Cases of husbands transmitting the virus to their wives are increasing. If in 1999, the Hung Vuong Obstetric Hospital in this southern Vietnamese city counted only 46 pregnant women with HIV, the number rose to 139 in 2001.
The new programme proposed by Huan's department includes information campaigns to help people become familiar with HIV/AIDS, and needle and syringe exchanges to help stabilise the HIV infection rates.
Already, some innovative information campaigns are underway. Hairdresser Nguyen Tuan is one of the volunteers for the 'Harm Reduction' and 'Living with AIDS' programmes. While he takes care of customers, Tuan would talk about HIV/AIDS, protection measures and a more human approach to the illness.
Tuan's team of volunteers includes ex-sex workers and former drug addicts, some HIV-positive. ''Their presence is very helpful. They send a concrete, conclusive message to people who still have little understanding of the virus,'' Tuan said.

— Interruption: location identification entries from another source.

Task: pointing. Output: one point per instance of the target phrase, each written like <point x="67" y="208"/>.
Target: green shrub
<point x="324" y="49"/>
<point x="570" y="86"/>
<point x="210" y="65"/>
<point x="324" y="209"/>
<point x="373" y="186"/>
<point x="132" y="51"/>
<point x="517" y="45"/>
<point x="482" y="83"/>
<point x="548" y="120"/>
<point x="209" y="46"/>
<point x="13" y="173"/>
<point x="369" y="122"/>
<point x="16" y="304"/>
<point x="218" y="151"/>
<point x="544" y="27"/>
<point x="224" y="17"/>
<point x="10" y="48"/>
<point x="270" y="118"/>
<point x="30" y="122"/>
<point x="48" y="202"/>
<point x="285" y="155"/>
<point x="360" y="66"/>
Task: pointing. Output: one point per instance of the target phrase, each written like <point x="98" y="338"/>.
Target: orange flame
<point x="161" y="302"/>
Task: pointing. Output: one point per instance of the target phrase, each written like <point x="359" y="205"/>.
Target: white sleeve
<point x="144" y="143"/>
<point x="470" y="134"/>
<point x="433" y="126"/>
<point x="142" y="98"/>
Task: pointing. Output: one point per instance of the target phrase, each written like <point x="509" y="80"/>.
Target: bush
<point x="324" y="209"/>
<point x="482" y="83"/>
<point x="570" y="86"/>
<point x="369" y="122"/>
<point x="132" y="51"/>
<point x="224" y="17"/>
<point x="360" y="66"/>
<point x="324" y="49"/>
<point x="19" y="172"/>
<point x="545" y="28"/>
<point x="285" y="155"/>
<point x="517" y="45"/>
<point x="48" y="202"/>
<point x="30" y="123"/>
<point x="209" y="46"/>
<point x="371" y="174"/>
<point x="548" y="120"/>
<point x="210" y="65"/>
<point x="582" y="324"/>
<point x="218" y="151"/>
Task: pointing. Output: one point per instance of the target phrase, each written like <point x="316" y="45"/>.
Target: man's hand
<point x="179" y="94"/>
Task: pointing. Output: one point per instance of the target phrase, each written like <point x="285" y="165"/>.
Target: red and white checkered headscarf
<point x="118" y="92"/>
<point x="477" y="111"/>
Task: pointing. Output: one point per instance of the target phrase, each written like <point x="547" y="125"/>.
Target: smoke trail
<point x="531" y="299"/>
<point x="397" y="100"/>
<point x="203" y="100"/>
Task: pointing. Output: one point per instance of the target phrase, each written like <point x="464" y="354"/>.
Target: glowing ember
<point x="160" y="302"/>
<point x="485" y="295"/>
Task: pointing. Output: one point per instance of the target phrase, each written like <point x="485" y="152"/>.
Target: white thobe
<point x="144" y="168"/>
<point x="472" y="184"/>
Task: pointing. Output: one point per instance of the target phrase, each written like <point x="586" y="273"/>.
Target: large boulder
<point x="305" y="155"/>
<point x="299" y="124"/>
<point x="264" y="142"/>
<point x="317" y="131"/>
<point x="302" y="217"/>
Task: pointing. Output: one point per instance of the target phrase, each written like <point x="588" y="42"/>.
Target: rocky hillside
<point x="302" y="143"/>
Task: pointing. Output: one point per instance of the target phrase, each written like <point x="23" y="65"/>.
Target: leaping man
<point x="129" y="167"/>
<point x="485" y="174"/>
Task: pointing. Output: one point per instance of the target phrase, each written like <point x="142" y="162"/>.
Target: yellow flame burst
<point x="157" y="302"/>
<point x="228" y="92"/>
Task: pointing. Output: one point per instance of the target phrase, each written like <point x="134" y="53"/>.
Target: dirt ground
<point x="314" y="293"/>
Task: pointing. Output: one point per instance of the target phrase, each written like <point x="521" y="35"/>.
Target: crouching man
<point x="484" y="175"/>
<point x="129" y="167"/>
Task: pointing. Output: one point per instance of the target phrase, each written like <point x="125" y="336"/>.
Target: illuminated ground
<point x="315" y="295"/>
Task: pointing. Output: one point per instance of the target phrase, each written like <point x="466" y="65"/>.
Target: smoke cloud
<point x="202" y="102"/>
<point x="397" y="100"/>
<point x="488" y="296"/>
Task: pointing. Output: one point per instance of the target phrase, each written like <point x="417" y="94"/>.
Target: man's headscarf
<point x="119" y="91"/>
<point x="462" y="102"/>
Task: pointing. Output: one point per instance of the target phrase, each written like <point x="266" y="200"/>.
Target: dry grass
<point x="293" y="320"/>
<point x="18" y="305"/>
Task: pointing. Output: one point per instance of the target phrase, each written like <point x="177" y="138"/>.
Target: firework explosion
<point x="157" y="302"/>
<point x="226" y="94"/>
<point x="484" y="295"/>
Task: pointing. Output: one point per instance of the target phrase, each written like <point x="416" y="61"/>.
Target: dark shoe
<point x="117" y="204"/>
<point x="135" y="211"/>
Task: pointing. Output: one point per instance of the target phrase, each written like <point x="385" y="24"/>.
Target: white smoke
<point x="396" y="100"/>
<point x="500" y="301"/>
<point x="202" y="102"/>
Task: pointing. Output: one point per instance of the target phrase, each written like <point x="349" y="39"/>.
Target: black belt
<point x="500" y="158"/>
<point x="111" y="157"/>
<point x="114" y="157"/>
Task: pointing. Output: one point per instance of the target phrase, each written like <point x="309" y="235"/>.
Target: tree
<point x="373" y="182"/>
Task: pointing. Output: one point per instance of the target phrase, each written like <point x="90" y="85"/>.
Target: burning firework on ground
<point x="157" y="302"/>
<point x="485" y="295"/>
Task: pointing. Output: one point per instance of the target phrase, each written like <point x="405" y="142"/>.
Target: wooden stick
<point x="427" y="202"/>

''Those with HIV fear they would be denied by the society, while families' members fear that the HIV-positive would infect them with the disease,'' Tuan said. ''Our task is trying to bring up changes to people's attitude about HIV/AIDS.''
It is a hard task indeed, since many look at those living with HIV/AIDS with suspicious and fearful eyes. Many hospitals and clinics have refused to receive such patients, including pregnant women who had tested positive.
Vietnamese authorities recently issued a regulation banning discrimination of those with HIV/AIDS in accessing healthcare services. It also bans HIV/AIDS discrimination in the workplace, and asks employers to provide all of employees with information on the disease.
''Those with HIV, including detainees, prisoners, and students who have begun to develop AIDS have the right to treatment in clinics at the jails, re-education camps and schools,'' Huan said. ''In case their disease develops more seriously, they will be brought to state-run hospitals or health care centres.''
Huan added that health ministry has set a goal of providing 70 percent of those with HIV/AIDS with medical treatment by 2010.
But there are difficulties. Its programme of 'Living with AIDS' has not gained much result to date. ''HIV/AIDS patients still feel they are either a burden to their families or a menace to society,'' Huan said. ''Only 30 percent of those infected felt accepted by their community and families, while a mere 2 percent joined peer education and friendship groups.''
By Tran Dinh Thanh Lam - Inter Press Service - December 10, 2003.